Share this article

Wellness

print logo

Empowering retirement: Calling your own shots

Two local entrepreneurs have come up with ways to help empower people as they plan for the next stages of their lives. Kohota, a retirement lifestyle planning website and the Final Path, a service that offers legacy planning and end of life consulting, both aim to create a more positive narrative about aging.

Free service Kohota helps people develop a customized retirement plan, said co-founder Mary Everhart of Kenmore.

“One of the reasons we started this venture was because nobody was really speaking to that audience from a lifestyle perspective,” said Everhart, who lives in Kenmore. “Nobody was talking about, ‘What are you going to do when you retire? Are you going to travel? What are your hobbies? Where are you going to live?’”

Asking those types of questions allows people to develop a vision of what they really want retirement to look like.

“People are talking down to that audience or coming off as disrespectful,” Everhart said. “We feel the opposite. This is an active, energetic, passionate and creative audience that’s really excited about their future.”

Everhart said the goal for traditional retirement planning was to “flip it on its head” so people feel excited and comfortable talking about it.
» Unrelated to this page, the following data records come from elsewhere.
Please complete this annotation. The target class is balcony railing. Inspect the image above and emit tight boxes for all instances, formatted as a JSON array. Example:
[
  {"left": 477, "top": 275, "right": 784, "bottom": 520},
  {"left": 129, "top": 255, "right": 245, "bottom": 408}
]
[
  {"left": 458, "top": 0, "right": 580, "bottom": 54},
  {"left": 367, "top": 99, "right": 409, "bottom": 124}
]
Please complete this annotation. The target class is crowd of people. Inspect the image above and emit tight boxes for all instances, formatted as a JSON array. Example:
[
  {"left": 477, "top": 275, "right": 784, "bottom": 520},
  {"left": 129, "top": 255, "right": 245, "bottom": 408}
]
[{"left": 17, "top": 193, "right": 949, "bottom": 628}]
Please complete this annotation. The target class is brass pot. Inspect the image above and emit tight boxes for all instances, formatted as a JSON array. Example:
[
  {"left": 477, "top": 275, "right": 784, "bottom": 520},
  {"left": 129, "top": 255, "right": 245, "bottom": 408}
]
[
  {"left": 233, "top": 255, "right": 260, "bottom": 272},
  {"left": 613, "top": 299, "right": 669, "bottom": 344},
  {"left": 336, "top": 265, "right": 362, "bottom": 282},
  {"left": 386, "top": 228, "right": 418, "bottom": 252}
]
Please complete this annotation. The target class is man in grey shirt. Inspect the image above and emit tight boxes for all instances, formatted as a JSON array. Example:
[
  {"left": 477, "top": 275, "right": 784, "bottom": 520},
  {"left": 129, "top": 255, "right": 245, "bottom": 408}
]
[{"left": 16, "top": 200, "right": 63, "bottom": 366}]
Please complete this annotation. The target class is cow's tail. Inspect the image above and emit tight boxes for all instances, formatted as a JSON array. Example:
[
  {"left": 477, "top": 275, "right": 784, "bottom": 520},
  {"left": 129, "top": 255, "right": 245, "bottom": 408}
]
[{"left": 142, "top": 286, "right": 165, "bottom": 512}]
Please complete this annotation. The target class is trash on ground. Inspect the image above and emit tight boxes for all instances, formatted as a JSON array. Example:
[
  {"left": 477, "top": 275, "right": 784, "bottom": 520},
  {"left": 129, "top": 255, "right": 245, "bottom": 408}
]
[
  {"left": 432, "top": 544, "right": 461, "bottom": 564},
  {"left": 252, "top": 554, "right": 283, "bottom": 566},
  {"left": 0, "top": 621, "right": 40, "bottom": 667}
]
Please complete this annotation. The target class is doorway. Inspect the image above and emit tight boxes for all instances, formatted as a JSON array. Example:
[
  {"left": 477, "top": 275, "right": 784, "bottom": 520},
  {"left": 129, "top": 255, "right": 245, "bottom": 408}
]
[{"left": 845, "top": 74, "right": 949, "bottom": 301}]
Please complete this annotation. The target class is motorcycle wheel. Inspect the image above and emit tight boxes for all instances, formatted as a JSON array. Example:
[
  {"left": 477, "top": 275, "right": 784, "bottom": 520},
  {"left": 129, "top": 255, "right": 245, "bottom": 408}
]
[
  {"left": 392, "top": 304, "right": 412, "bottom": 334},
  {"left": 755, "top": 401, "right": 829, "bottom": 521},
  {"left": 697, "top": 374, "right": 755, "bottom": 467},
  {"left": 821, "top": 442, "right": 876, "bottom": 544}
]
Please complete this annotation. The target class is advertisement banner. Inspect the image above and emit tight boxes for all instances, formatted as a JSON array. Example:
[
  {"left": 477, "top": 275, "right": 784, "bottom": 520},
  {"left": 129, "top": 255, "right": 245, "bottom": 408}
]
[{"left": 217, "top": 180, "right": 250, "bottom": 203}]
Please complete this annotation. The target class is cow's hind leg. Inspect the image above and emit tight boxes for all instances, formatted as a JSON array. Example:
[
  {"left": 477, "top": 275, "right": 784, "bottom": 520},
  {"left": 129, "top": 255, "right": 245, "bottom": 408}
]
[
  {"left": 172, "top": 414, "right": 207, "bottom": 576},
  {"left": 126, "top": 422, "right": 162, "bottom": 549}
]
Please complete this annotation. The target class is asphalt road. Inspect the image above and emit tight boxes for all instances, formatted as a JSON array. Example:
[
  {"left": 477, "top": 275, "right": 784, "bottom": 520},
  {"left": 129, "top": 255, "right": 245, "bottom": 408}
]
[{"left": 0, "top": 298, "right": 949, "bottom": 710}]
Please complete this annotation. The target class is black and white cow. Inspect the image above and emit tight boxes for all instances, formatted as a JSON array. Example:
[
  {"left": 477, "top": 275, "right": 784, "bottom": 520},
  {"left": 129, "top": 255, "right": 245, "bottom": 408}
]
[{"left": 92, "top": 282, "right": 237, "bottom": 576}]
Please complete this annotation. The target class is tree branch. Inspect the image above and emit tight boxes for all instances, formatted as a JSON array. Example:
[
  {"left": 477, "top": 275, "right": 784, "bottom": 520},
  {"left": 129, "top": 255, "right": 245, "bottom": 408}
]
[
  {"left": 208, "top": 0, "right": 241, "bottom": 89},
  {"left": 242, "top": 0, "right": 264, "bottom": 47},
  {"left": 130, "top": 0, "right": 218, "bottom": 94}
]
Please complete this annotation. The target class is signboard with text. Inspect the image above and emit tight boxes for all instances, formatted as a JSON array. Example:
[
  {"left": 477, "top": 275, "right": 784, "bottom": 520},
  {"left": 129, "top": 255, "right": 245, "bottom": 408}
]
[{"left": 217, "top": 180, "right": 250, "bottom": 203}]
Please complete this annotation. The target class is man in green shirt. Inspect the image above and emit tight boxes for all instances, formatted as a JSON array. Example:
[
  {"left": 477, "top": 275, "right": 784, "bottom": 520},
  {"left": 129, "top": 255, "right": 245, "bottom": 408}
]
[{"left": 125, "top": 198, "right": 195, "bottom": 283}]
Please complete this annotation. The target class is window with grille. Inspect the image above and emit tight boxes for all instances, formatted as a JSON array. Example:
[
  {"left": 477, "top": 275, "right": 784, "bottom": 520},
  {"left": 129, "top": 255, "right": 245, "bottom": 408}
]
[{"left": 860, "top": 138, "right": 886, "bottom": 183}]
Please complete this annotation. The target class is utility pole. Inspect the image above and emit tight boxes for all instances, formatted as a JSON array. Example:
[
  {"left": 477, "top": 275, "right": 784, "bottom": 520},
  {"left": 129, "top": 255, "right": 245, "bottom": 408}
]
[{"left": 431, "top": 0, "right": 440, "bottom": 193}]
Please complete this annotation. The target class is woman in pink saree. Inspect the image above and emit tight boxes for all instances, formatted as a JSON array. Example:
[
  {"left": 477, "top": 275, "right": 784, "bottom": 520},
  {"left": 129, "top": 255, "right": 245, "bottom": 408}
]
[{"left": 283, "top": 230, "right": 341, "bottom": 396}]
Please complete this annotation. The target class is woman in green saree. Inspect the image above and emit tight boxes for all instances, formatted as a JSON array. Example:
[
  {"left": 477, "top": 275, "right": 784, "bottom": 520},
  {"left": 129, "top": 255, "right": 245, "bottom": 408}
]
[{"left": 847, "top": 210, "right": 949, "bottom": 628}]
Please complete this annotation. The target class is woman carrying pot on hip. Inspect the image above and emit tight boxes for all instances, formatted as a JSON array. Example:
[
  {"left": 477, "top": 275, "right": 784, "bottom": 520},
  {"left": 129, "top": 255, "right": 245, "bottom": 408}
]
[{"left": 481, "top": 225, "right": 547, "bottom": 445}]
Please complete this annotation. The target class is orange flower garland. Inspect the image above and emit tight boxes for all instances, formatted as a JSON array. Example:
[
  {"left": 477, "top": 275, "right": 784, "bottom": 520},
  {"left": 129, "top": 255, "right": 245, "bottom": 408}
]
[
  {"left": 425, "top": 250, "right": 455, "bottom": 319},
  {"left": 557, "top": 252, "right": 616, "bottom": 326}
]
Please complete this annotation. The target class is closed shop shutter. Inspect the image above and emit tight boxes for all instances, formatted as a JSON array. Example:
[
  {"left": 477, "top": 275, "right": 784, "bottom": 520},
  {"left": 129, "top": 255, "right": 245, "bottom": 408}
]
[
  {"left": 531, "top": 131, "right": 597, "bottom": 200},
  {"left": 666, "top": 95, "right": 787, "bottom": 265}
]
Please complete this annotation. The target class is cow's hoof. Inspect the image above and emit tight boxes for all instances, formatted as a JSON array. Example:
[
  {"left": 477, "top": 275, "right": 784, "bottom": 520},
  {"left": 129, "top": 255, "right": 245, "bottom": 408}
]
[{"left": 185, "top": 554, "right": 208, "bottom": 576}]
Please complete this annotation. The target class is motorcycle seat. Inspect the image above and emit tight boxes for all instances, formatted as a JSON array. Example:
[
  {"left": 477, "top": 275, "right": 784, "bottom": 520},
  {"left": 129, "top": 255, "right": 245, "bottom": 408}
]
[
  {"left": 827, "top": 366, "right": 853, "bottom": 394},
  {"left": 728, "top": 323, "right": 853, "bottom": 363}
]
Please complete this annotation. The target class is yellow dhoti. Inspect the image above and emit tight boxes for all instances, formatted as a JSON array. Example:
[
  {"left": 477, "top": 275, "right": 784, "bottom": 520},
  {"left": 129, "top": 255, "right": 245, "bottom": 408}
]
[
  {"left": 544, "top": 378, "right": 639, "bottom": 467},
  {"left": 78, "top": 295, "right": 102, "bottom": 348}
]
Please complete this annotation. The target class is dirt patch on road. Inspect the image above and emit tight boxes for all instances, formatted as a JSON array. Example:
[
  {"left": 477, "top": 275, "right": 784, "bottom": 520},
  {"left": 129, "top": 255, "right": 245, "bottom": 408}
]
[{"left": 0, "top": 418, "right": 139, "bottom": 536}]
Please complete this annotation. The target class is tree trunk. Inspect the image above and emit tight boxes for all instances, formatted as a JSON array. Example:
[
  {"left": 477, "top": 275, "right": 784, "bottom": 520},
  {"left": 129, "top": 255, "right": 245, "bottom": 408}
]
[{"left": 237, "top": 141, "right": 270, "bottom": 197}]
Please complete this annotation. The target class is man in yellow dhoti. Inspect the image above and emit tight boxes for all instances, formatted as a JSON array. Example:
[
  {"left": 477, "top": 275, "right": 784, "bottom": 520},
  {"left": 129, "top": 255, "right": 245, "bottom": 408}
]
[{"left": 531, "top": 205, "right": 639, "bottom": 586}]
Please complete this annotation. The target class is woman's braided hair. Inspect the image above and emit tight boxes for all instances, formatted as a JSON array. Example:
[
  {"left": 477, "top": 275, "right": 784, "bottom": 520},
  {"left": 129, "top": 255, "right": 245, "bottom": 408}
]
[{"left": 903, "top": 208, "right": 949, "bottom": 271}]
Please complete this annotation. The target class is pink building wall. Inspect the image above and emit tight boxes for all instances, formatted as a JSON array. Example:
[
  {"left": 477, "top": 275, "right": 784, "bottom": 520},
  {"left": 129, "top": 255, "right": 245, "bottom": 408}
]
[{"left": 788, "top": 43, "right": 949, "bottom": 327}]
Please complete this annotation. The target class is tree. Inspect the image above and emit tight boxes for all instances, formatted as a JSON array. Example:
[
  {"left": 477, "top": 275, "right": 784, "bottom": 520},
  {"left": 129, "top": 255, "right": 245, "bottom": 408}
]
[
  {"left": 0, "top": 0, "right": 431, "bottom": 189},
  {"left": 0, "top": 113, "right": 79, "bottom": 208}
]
“We really focus on the sense of empowerment,” she said. “We’re not there to tell them what their plans should be, but to help them create their own journey. We give them tools, whether it’s calculators, quizzes or surveys that can help them decide and maybe think about things differently.”

Helping people think about things differently is emphasizing that it’s not just about money and numbers, but rather seeing the big picture, especially with changes to the economy and social security, and different challenges than previous generations. For example, the generation coming up is a sandwich generation, Everhart said, who may be taking care of their parents as well as adult children.

“Companies got comfortable focusing on money and individuals got comfortable because they were taught by the generation before them, who retired with pensions at a certain age after being at a company for 30 years,” Everhart said. “They all followed the same blueprint for retirement. Now it looks completely different for every person. Don’t believe since that’s the way it’s always been, that’s the way it always has to be.”

An even more daunting concept to face is discussing end of life preparations. That’s where The Final Path co-owners Kelly Fortner and Debbie Glass come in, providing legacy planning and end-of-life consulting.

“It’s about the quality of life versus the quantity, to make it meaningful and dignified,” Fortner said.

Fortner, an occupational therapist with a psychology background, and Glass, a registered nurse, worked together prior to founding the company, which is when they realized they both had a passion for helping people in these circumstances.

“We would do a lot of traveling and we would talk a lot about death and dying,” said Fortner, a Buffalo resident. “We were both very comfortable with it, and we realized people are not having the conversations. People feel death is very taboo, so we wanted to get the conversation started.”
Part of the issue with end—of-life discussions is that final wishes can be vastly different for the person considering end of life and their loved ones.

“We thought, ‘there’s a way to make this better,’” Glass said. “I see so much that a person doesn’t want to have the conversation, either because their children or significant other don’t want to have the conversation. Sometimes what they want and what their kids want are different. One of our goals is to let the person making the plan to be very comfortable making those choices.”

The Final Path humanizes the process, Fortner said.

“People plan for every event like births and weddings, but nobody really plans for someone’s death,” Fortner said. “There’s so much anxiety and stress and sadness around it. If you don’t prepare, it can be chaotic. Sometimes people don’t want to have these conversations with loved ones, so we are an outside source. We have the knowledge and the background to help.”

Fortner and Glass also help people realize what they’re leaving behind in terms of a legacy.

“People quite often didn’t understand what a legacy was in the past, like, ‘Oh, if I don’t have lots of money, I don’t have a legacy,’” Glass said. “But it’s important for people to understand that’s not the only part, there is a personal legacy. It’s a conversation. It’s a letter. Everyone has a legacy.”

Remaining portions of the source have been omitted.